Pendiri lembaga riset keamanan siber CISSReC (Communication & Information System Security Research Center) itu menilai, penistaan agama harus benar-benar dijaga agar tidak terjadi lagi, apalagi menyangkut saudara-saudara muslim di Indonesia. Jangan sampai masalah tersebut menyulut permusuhan dan perdebatan antar agama di saat bulan Ramadan.

Dijelaskan Pratama, bila dibandingkan dengan negara-negara di Eropa dan terutama AS, kasus SARA di media sosial Indonesia memang cenderung lebih sedikit. Namun demikian bisa dilihat di akun-akun Youtube, Instagram dan juga Facebook yang membicarakan politik bahkan olahraga, malah juga sering terjadi debat yang menjurus dengan SARA.

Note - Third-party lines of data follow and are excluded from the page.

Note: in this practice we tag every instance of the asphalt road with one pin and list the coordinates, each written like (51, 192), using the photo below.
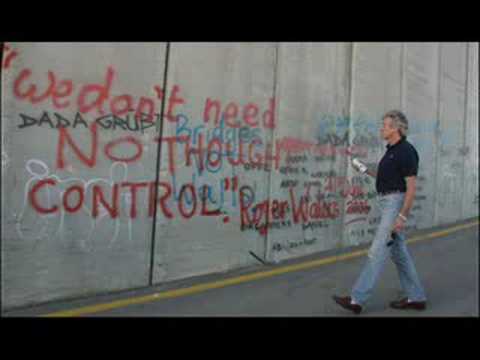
(447, 266)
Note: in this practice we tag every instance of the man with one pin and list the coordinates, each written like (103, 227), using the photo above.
(395, 185)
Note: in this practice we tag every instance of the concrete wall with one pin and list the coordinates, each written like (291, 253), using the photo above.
(252, 159)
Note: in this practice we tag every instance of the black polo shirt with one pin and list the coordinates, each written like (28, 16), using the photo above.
(400, 161)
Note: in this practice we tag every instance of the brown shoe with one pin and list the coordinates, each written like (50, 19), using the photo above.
(403, 304)
(346, 303)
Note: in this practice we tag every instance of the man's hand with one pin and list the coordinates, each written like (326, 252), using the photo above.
(399, 224)
(359, 166)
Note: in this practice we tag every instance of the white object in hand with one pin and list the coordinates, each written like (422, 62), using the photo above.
(358, 165)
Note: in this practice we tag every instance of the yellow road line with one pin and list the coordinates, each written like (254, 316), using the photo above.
(169, 294)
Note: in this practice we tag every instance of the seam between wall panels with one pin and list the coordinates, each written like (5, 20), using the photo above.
(348, 110)
(437, 129)
(157, 168)
(266, 253)
(465, 120)
(403, 80)
(351, 77)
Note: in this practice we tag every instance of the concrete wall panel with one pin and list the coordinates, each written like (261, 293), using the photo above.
(233, 77)
(253, 161)
(376, 88)
(450, 158)
(63, 253)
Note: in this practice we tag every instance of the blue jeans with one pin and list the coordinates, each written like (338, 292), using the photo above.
(390, 206)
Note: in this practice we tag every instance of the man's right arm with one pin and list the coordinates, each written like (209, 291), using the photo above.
(371, 173)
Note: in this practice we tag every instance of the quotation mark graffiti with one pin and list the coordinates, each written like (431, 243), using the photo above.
(234, 187)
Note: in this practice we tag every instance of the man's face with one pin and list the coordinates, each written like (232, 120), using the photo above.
(388, 129)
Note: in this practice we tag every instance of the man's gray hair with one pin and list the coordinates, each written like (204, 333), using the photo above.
(399, 120)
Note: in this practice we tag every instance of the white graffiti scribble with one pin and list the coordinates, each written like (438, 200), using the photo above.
(38, 170)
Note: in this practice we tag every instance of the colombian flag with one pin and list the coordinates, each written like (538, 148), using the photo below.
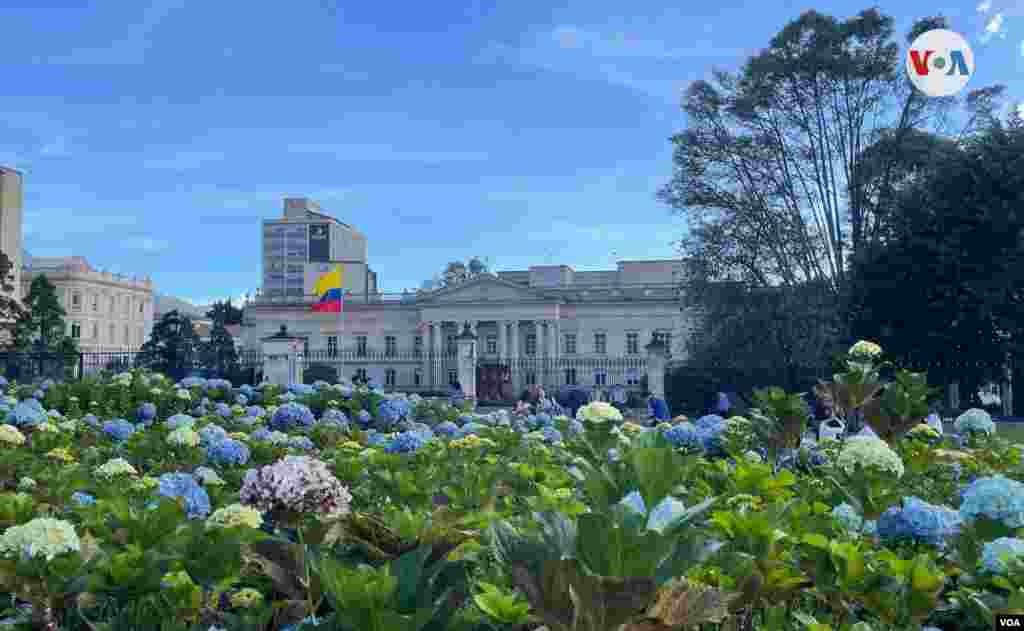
(330, 292)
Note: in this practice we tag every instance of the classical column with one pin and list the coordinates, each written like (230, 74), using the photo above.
(435, 361)
(503, 351)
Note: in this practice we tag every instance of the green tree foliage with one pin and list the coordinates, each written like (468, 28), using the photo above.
(225, 312)
(173, 345)
(219, 352)
(42, 323)
(946, 291)
(10, 308)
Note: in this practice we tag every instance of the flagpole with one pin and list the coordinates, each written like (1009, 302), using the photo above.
(341, 326)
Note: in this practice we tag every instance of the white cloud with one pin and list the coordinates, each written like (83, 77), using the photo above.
(993, 28)
(145, 244)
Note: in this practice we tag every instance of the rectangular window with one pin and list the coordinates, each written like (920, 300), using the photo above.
(570, 376)
(633, 376)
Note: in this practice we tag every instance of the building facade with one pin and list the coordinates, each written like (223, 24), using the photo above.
(11, 211)
(548, 325)
(302, 243)
(105, 311)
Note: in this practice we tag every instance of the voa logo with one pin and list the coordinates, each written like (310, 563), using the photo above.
(939, 62)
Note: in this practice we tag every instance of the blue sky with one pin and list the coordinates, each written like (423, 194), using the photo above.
(156, 134)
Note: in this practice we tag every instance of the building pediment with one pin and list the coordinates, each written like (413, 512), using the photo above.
(486, 288)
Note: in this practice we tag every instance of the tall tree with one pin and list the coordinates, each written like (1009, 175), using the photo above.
(219, 352)
(769, 172)
(11, 310)
(225, 312)
(43, 321)
(173, 345)
(946, 291)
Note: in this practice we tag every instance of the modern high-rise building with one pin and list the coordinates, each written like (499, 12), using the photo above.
(11, 209)
(303, 244)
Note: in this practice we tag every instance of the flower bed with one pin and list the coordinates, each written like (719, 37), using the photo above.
(132, 499)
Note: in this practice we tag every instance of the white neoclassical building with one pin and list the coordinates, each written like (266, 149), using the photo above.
(548, 325)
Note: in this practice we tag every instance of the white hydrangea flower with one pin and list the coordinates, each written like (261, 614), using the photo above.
(115, 467)
(41, 538)
(599, 412)
(11, 435)
(183, 436)
(975, 421)
(865, 348)
(868, 453)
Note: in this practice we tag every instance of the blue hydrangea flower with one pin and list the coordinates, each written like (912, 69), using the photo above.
(83, 499)
(255, 411)
(179, 420)
(301, 443)
(406, 443)
(710, 429)
(995, 554)
(376, 439)
(551, 434)
(292, 416)
(227, 452)
(145, 413)
(119, 429)
(920, 520)
(27, 414)
(212, 434)
(470, 428)
(684, 435)
(996, 498)
(183, 486)
(393, 410)
(446, 428)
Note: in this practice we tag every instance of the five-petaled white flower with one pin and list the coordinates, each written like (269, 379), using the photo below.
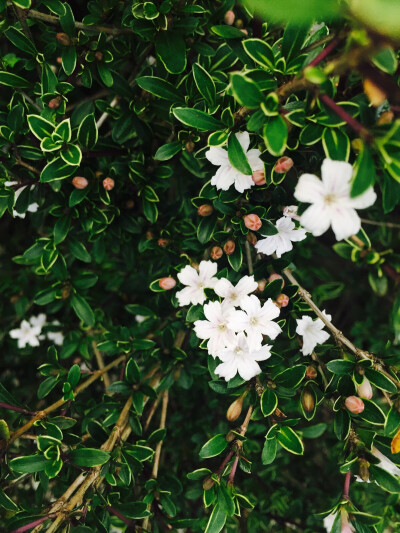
(215, 328)
(240, 358)
(27, 333)
(331, 203)
(234, 294)
(312, 332)
(228, 175)
(256, 320)
(196, 283)
(281, 242)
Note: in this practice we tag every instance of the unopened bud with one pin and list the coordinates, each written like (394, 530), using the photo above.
(386, 118)
(354, 404)
(235, 409)
(79, 182)
(311, 372)
(307, 401)
(229, 17)
(108, 184)
(229, 247)
(364, 470)
(54, 103)
(252, 221)
(283, 165)
(205, 210)
(261, 284)
(63, 38)
(208, 483)
(167, 283)
(251, 238)
(365, 390)
(216, 253)
(282, 300)
(274, 276)
(375, 95)
(258, 177)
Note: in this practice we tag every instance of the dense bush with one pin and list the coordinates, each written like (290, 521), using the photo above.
(198, 331)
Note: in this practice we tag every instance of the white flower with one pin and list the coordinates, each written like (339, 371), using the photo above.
(386, 463)
(241, 359)
(312, 332)
(331, 204)
(215, 328)
(234, 294)
(281, 242)
(227, 175)
(26, 334)
(196, 283)
(256, 320)
(291, 212)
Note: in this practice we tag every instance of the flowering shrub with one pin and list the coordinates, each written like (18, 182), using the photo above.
(200, 310)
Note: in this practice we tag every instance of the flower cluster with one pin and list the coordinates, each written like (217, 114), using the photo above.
(30, 332)
(233, 327)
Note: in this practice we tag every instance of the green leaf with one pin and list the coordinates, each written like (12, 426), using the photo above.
(269, 402)
(260, 52)
(205, 84)
(160, 88)
(87, 132)
(275, 135)
(384, 479)
(237, 156)
(269, 451)
(380, 381)
(197, 119)
(216, 521)
(88, 457)
(289, 440)
(341, 367)
(12, 80)
(171, 50)
(246, 91)
(40, 127)
(336, 144)
(28, 464)
(132, 372)
(82, 309)
(72, 154)
(364, 171)
(168, 150)
(213, 447)
(19, 40)
(56, 170)
(342, 424)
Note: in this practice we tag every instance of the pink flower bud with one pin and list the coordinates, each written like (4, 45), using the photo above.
(229, 17)
(252, 222)
(216, 253)
(354, 404)
(258, 177)
(108, 184)
(274, 276)
(80, 183)
(167, 283)
(365, 390)
(284, 164)
(282, 300)
(205, 210)
(229, 247)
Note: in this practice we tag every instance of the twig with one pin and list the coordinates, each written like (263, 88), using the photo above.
(100, 364)
(53, 407)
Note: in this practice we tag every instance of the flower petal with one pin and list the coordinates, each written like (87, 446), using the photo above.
(309, 189)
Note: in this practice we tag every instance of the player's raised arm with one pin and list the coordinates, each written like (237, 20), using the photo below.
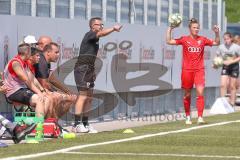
(169, 39)
(216, 41)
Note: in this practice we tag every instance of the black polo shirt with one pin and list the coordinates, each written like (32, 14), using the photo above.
(88, 50)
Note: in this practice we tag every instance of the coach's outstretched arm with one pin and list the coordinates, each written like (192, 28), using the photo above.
(216, 42)
(169, 39)
(107, 31)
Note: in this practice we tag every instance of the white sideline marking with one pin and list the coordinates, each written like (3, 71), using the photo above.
(116, 141)
(157, 154)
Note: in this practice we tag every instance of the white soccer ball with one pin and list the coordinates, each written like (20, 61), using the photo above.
(175, 19)
(218, 61)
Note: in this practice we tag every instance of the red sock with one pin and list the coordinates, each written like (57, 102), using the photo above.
(187, 103)
(200, 105)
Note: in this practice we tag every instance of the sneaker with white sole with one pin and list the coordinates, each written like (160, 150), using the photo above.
(188, 120)
(91, 129)
(80, 128)
(200, 121)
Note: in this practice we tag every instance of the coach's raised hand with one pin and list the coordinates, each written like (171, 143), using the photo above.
(117, 28)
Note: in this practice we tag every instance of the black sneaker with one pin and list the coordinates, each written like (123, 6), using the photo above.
(20, 132)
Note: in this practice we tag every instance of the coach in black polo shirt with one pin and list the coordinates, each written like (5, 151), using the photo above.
(84, 71)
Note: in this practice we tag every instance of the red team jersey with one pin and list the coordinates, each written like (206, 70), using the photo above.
(193, 51)
(193, 60)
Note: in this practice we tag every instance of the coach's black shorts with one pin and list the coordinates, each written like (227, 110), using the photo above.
(23, 96)
(231, 70)
(84, 77)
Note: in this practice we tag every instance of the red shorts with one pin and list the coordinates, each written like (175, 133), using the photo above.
(193, 77)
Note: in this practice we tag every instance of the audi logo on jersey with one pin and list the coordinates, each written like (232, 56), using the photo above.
(194, 49)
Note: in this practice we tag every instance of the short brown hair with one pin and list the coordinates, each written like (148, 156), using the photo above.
(93, 20)
(48, 47)
(192, 21)
(34, 51)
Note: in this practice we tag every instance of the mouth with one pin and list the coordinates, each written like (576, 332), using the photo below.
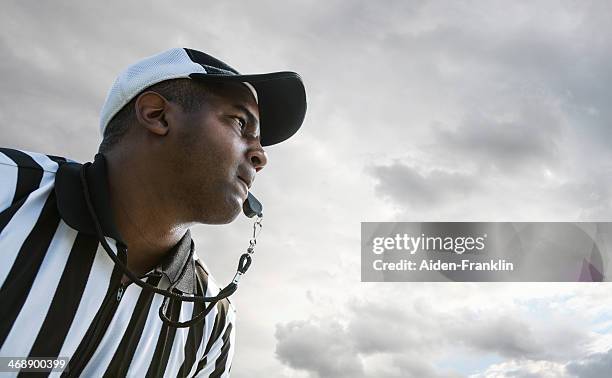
(246, 183)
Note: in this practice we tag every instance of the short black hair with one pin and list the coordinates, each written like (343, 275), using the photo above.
(190, 95)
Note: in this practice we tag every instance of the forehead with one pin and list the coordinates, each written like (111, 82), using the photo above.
(234, 93)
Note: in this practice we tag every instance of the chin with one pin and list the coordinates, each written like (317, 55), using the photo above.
(224, 214)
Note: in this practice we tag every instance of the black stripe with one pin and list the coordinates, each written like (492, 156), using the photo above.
(97, 327)
(164, 343)
(29, 176)
(196, 332)
(66, 299)
(124, 353)
(216, 332)
(222, 359)
(57, 159)
(18, 283)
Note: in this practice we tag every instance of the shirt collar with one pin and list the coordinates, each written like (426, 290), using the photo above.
(73, 210)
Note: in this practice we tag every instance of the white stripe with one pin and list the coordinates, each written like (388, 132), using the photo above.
(8, 181)
(211, 290)
(93, 296)
(44, 161)
(112, 337)
(146, 345)
(177, 354)
(27, 325)
(20, 226)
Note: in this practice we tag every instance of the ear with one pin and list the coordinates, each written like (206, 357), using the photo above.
(151, 109)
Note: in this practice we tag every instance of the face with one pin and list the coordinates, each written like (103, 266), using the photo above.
(217, 154)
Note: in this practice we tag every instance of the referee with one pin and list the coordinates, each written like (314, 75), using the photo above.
(97, 264)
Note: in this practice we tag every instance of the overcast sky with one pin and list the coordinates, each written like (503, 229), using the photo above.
(417, 111)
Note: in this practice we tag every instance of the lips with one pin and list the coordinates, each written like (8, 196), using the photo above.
(247, 183)
(247, 178)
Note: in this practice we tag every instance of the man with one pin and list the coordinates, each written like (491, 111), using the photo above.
(182, 141)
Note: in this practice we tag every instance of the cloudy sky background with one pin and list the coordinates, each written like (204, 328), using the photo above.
(418, 111)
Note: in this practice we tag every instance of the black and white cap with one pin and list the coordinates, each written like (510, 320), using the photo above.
(280, 95)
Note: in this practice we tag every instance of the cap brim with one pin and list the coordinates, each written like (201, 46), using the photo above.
(281, 98)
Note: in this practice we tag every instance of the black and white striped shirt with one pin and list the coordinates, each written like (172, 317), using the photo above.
(61, 294)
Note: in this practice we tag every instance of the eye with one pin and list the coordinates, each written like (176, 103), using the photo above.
(241, 122)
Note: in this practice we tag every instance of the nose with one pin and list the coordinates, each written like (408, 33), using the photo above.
(258, 158)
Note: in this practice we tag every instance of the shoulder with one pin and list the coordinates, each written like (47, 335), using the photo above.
(210, 285)
(16, 159)
(24, 172)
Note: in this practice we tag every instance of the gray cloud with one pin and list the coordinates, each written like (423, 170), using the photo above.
(595, 366)
(405, 185)
(451, 109)
(323, 348)
(406, 335)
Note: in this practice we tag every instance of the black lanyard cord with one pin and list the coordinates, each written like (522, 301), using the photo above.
(243, 266)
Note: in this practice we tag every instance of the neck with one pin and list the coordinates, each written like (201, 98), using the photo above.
(147, 224)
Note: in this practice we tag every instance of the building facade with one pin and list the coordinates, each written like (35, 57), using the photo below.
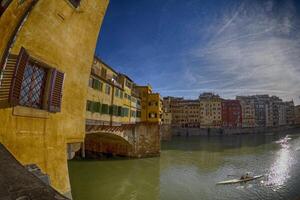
(231, 114)
(210, 110)
(297, 114)
(151, 104)
(46, 49)
(248, 112)
(111, 99)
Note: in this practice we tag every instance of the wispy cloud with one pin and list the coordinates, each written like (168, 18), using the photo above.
(256, 51)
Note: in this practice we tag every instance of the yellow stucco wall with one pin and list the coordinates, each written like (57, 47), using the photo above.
(65, 38)
(211, 113)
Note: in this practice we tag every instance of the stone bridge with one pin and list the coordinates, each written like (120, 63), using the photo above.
(133, 140)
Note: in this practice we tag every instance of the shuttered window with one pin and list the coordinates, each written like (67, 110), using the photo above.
(55, 94)
(75, 3)
(34, 84)
(3, 5)
(18, 77)
(89, 105)
(104, 109)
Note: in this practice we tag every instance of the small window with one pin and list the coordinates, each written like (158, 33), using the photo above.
(107, 89)
(36, 85)
(103, 72)
(3, 5)
(75, 3)
(33, 86)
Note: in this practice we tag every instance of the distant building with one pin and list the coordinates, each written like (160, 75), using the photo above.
(290, 112)
(231, 114)
(111, 97)
(248, 112)
(297, 115)
(167, 112)
(151, 103)
(46, 51)
(175, 105)
(210, 110)
(191, 113)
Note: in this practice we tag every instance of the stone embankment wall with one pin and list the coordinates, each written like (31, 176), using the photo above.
(165, 132)
(177, 131)
(142, 140)
(146, 140)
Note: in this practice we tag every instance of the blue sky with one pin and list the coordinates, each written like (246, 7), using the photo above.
(183, 48)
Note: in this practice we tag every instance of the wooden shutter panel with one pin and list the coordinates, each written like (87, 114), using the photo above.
(17, 80)
(56, 89)
(8, 74)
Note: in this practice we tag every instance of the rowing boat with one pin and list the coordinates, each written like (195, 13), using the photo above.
(232, 181)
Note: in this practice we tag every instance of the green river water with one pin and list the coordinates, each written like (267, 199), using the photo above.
(190, 167)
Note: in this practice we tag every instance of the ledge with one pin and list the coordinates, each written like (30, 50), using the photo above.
(18, 183)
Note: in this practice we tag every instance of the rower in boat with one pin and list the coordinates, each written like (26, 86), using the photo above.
(246, 176)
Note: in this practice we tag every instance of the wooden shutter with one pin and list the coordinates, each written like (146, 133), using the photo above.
(17, 80)
(56, 89)
(8, 74)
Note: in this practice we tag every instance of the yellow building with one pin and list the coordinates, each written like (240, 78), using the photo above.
(110, 100)
(151, 104)
(297, 114)
(248, 112)
(210, 110)
(46, 49)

"Ini terjadi karena kultur kebebasan, meski terkait SARA ini sudah menjadi batasan di barat. Namun masih banyak bukti bahkan dalam bentuk video, misalnya, SARA yang menimpa warga kulit hitam, Arab dan Asia di wilayah AS dan negara eropa. Hal seperti ini alhamdulillah tidak ada di Tanah Air, meski sempat ramai kasus SARA di Surabaya yang sempat menyulut kerusuhan di wilayah Papua," katanya.

Karena kondisi itu, CISSReC sendiri tidak akan berhenti untuk meminta pemerintah memasukkan kurikulum berinternet yang sehat dan aman. Semua dilakukan lantaran salah satu yang paling sering terjadi adalah perkataan bermuatan SARA di media sosial.